As far as I'm concerned, that should become the motto of all our elementary school systems. It should be tattooed somewhere on the body of every member of the School Board, and engraved on the door of every classroom. At the very least, it could be made into a bumper sticker that the hospital hands out to the parents of every new baby.
We all laugh at stories of parents who spend their child's kindergarten parent/teacher conference discussing what the child must study to ensure Harvard admission, but we shouldn't be laughing. The image is too close to the truth.
I once had the father of a 5-year-old ask me: "On a scale of 1-10, how would you rate my daughter?" When I protested that I wasn't in the business of rating kindergarten children, he persisted: "But if you were? Where would you put her?"
"As compared to what or whom?" I asked. "As compared to her academic potential? Her social skills? Her satisfactoriness as a daughter? Her athletic ability?"
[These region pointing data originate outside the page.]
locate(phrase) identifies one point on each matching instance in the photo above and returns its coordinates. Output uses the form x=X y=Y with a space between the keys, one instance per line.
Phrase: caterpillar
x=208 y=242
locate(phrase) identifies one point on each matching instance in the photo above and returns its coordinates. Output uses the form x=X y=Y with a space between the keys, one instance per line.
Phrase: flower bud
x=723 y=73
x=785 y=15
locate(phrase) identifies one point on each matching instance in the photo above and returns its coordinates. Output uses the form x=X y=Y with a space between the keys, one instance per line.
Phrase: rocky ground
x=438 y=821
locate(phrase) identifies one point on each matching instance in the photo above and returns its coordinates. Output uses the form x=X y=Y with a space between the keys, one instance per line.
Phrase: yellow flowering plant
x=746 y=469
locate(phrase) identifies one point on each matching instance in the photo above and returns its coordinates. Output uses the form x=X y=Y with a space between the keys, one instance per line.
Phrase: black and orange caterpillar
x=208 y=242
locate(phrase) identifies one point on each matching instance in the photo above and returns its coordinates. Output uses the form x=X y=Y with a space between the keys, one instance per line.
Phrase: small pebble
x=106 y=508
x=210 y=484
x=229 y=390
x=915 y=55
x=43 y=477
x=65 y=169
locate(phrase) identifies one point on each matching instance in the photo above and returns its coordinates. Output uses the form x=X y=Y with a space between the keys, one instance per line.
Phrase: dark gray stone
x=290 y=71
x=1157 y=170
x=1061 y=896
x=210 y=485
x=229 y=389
"You know what I mean," he said. "Compared to the rest of your class, 1-10, where does she stand?"
There seemed to be no point in giving a serious answer to something like that, and I gave him what he wanted to hear.
"She's a 10, of course," I said cheerfully. And mentally I added: "And you, sir, are a minus 3."
I wonder why it is that people are so obsessed with competition that they forget what education is supposed to do. Perhaps my vision is faulty, but it seems to me that the purpose of education is to guide immature minds into ways to think clearly and creatively, using skills common to our society (like reading, writing and basic mathematics) and to develop social skills that come with growing maturity. That accomplished, it is hoped that the individual will be able to pursue happiness, and contribute in some meaningful way to the society in which he or she lives.
All the other supposed purposes of education, such as the ability to make more money, or to gain respect and social position, seem to me to be byproducts, not goals.
Somehow in our rush to make good lives for our children, we have forgotten that faster is not necessarily better. We tend to measure success by how far we can push our children to outstrip their peers, rather than by how hard a child can push his or her self to improve his or her own performance. Often we hear educators talking about helping students to reach their "full potential." That sounds like a dead end to me, as if once one achieves the full potential, one might as well lie down and die since there’s no room for improvement. I prefer to think of an individual’s striving to become a more productive and resonant human being, no matter at what age or with what experience.
We operate as if there were time constraints on learning, when in fact the process continues for a lifetime. Education doesn't stop when you leave school. But our society marches children through some preconceived framework that dictates the age by which a child should walk, talk, learn to read, etc. Deviations from the norm become cause for alarm, unless those deviations are on the side of early, as in early reader or early walker, in which instance they are suddenly brag-worthy.